On the Justice Department’s decision to close its investigation into Till's murder and the fight over historical truths:
Dave Tell: One wishes the DOJ’s inquiry would have led to justice in a legal sense of the term, but it doesn’t look like that’s going to happen. But truth can come from other places. The nonprofit that I work with down in the Mississippi Delta — the first line of their mission statement is “we believe that racial reconciliation begins with telling the truth.”
The DOJ closing the case is not a reason to stop pursuing the truth. We’ve got to pursue it all the more because we don’t have the courts helping us.
On preserving truth when courtrooms fail to mete out justice:
Tell: We’re back to doing the hard work of telling the truth without the courts.
I often wonder if the courts are really a good way to tell the truth about our history. Maybe there are better ways to do it, because the courts are so bound up with what they can prove and what they can’t prove. Honestly, I think everyone with a fair sense of justice has known that Carolyn Bryant lied for decades.
But the Justice Department basically said, “We can’t tell you that.” So we need other ways to tell the truth.
And that kind of speaks to the importance of the Memory Project, traveling exhibits, museums and more. The courts are not going to do our job of getting the truth out there. So we need to double down.
On conservative attacks and the essential role of history in civil rights:
Tell: You and I would agree that it’s vitally important that we teach difficult history, but we have to think of the obstacles. I think of the Texas legislator, Matt Krause, who drew up a list of books that can no longer be taught in schools, to the shootings of the Emmett Till sign, to the fight over the 1619 Project, to its response from the 1776 Commission.
I think of Monument Avenue in Richmond, or all the Confederate statues that have come down across the country. I think of the fight at the University of Mississippi to relocate a Confederate statue. All this stuff suggests the fight over America’s history and our past is one of the most pressing fronts in the fight for racial justice.
On why the fight over history is unending:
Tell: History is not something like God or gravity, that you can turn your back on, come back to at your leisure, and it will still be there intact. If we don’t guard our history, and if we don’t tell our stories, they will be taken from us.
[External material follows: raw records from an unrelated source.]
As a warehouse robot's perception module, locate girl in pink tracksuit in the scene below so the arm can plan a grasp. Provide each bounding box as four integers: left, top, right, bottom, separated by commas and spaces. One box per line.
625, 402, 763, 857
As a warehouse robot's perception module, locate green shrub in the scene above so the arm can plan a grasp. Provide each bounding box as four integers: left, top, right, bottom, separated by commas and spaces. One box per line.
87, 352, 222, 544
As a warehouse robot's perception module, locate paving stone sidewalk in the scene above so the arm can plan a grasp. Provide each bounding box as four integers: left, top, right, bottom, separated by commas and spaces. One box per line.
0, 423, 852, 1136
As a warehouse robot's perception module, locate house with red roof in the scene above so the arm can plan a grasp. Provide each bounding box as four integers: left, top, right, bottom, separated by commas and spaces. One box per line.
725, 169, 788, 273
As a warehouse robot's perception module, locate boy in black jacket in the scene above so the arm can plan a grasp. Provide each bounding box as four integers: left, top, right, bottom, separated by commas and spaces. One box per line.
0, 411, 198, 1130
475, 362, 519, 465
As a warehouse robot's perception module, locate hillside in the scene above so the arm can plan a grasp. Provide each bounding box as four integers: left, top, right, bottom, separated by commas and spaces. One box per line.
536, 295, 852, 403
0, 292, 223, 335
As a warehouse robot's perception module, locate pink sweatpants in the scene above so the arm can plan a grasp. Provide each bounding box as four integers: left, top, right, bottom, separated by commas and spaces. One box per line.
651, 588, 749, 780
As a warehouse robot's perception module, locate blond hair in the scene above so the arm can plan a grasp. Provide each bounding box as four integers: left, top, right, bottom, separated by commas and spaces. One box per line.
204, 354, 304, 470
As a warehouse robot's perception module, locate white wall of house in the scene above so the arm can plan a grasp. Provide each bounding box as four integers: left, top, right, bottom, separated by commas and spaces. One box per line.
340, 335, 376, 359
And honestly, there’s a long tradition of having them taken from us.
On potentially exciting ways to teach and preserve history, now and in the future:
Tell: I did a [virtual reality] prototype made by a professor named Derek Ham that put me on the ground as part of the “I Am A Man” March in Memphis, right before the King assassination. I came to this experience as a historian who thought I knew a lot about what I was about to see, but man, it was an incredibly powerful experience to put on those goggles. To turn physically and see the Memphis streets turn as I turn. So one of my goals for the memory project is to bring the Till story forward to show why it’s still relevant for the 21st century. I think we’ve got to be looking to things like [augmented reality] and VR to help tell these stories.